What is Round Robin scheduling?

Why Interviewers Ask This

This question tests conceptual clarity. Interviewers want to hear a precise, confident definition before moving to more complex Operating Systems topics. It also reveals how well you can explain technical ideas to non-experts.

Answer

Round Robin (RR) is a preemptive CPU scheduling algorithm designed for time-sharing systems. Each process gets a fixed time slice (quantum/time slot) of CPU time; when it expires, the process is preempted and moved to the back of the ready queue. Algorithm: maintain a circular FIFO queue of processes.

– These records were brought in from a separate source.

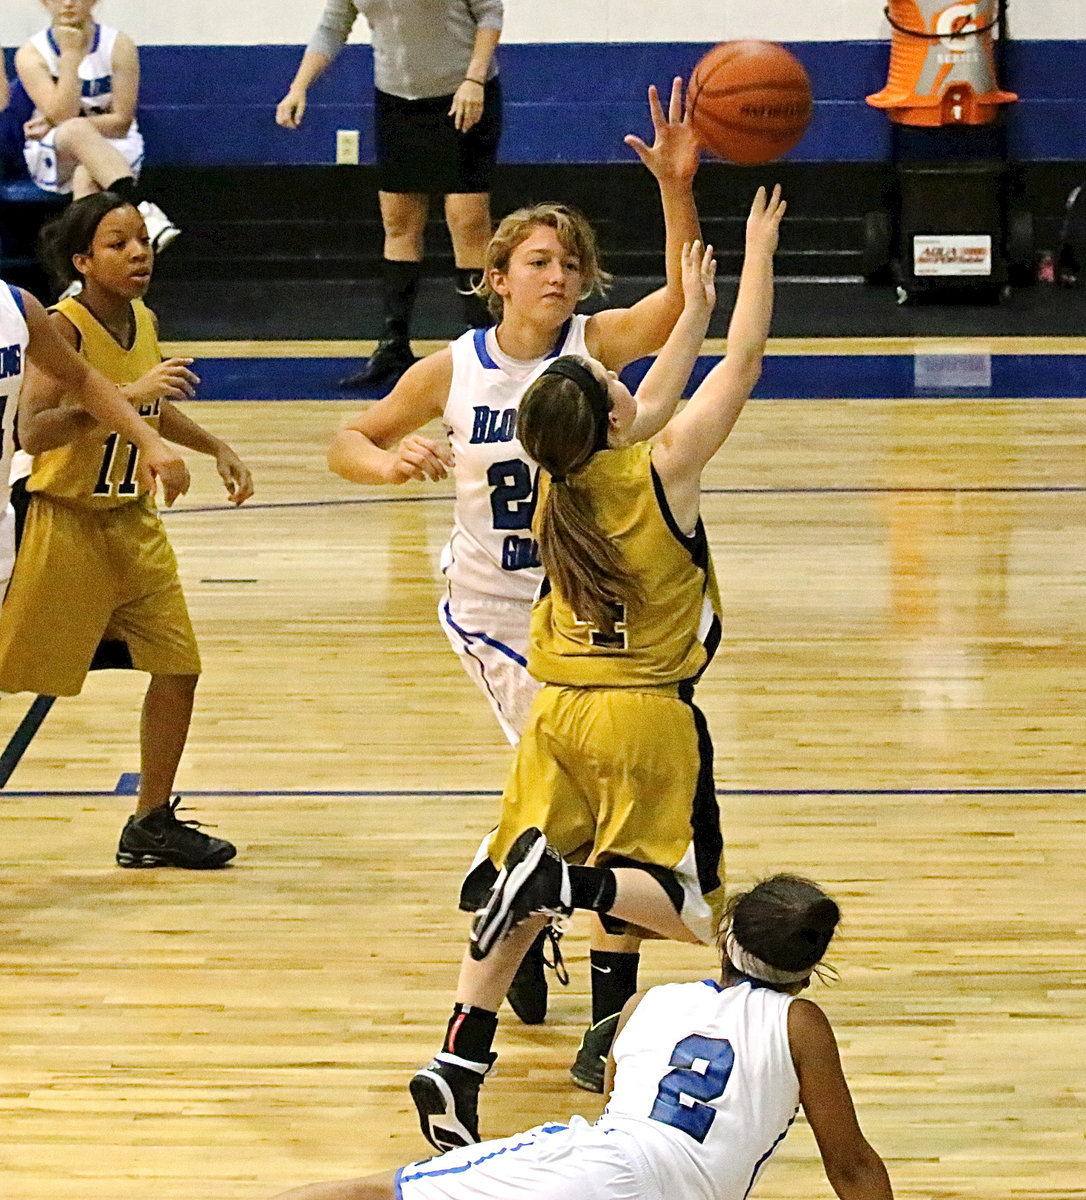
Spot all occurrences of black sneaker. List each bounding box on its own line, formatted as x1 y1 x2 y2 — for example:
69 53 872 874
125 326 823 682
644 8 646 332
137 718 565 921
570 1011 621 1093
339 338 417 389
506 925 569 1024
470 827 572 961
409 1051 494 1152
116 798 236 869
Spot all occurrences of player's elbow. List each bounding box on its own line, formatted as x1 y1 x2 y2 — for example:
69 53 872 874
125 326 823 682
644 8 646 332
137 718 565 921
823 1140 891 1200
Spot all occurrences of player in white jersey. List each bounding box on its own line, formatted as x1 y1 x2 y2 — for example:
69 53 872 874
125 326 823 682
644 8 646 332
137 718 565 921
328 78 702 1068
16 1 178 248
265 874 894 1200
0 276 188 589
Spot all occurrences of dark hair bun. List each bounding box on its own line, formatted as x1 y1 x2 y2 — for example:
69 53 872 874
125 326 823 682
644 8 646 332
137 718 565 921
729 875 840 975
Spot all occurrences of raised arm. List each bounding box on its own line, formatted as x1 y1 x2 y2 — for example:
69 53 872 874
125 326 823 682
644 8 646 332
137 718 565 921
587 78 702 371
649 185 783 526
327 350 453 484
20 292 189 504
624 239 716 444
789 999 894 1200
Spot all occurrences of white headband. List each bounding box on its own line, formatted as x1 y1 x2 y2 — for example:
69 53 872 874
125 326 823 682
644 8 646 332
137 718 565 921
725 930 812 985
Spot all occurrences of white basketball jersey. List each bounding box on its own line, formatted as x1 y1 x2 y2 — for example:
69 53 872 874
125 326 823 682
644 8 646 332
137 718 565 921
441 316 591 602
0 282 29 582
599 979 800 1200
29 24 139 135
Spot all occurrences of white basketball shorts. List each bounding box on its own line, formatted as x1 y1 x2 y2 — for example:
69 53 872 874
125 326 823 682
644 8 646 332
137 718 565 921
395 1118 659 1200
438 584 541 746
24 125 145 194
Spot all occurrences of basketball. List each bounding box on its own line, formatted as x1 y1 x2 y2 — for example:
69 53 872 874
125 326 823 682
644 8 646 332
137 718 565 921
688 41 814 164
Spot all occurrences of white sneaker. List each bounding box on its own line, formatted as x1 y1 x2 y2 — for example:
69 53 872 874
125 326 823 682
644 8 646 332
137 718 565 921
137 200 181 253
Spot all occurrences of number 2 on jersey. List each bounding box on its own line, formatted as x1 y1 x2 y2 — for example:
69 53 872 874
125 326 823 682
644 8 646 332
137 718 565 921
94 432 141 497
487 458 536 530
649 1034 735 1143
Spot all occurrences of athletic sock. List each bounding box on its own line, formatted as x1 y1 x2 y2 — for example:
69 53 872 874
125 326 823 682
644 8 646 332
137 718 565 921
590 950 640 1025
106 175 139 201
569 865 617 914
381 259 421 344
442 1003 498 1064
456 267 491 328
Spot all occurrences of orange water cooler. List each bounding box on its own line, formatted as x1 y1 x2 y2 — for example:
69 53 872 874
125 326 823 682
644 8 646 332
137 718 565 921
862 1 1032 302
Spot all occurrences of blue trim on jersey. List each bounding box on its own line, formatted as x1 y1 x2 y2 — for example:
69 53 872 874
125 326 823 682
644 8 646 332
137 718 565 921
6 284 26 318
398 1124 568 1186
472 326 498 369
91 23 101 53
742 1109 798 1200
473 318 574 371
701 978 724 992
549 318 573 357
441 599 528 668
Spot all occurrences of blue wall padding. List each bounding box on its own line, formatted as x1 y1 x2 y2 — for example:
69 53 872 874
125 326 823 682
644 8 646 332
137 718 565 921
6 42 1086 167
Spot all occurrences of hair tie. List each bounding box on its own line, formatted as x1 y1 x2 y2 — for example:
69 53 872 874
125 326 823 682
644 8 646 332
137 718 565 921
539 356 611 453
724 929 812 985
550 473 566 484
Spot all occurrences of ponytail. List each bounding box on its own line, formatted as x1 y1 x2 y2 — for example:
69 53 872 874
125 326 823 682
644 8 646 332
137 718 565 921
518 357 641 633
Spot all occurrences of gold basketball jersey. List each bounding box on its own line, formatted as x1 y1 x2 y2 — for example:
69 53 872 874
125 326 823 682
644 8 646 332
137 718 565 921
28 297 162 508
529 441 722 689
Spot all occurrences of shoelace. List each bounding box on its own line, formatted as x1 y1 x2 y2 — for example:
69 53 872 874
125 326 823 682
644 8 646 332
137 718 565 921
542 923 570 987
164 797 218 829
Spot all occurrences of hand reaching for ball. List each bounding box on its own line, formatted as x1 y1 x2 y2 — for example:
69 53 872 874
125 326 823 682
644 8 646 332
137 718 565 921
746 185 787 258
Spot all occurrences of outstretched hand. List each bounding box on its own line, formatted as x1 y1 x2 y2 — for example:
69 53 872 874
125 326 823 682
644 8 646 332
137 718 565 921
680 239 717 318
623 78 700 187
746 185 787 257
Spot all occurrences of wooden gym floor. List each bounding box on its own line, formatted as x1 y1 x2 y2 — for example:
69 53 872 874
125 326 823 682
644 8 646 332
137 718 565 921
1 337 1084 1199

Give each process Q time units (quantum). If the process finishes within Q, release CPU voluntarily. If not, preempt and add to rear of queue. Repeat. Example (Q=4ms): P1(24), P2(3), P3(3). |P1(0-4)|P2(4-7)|P3(7-10)|P1(10-14)|P1(14-18)|P1(18-22)|P1(22-26)|P1(26-28)| Wait: P1=6, P2=4, P3=7. Avg=5.67ms. Turnaround: P1=28, P2=7, P3=10. Choice of quantum: if Q is very large → degenerates to FCFS; if Q is very small → high context-switch overhead; Q should be large relative to context-switch time (typical: 10-100ms). Rule: 80% of CPU bursts should be shorter than Q. Characteristics: preemptive; fair — every process gets CPU regularly; good response time for short processes; higher average turnaround than SJF; starvation-free; context switches add overhead; more complex than FCFS. Used in: virtually all modern OSes use variants. Linux's CFS uses a virtual time-based variant. Java green threads used Round Robin. Advantage: ideal for time-sharing — users get responses quickly even with many processes.

Pro Tip

This topic has Operating Systems-specific nuances that differ from general programming. Highlighting those nuances in your answer shows expertise rather than generic knowledge.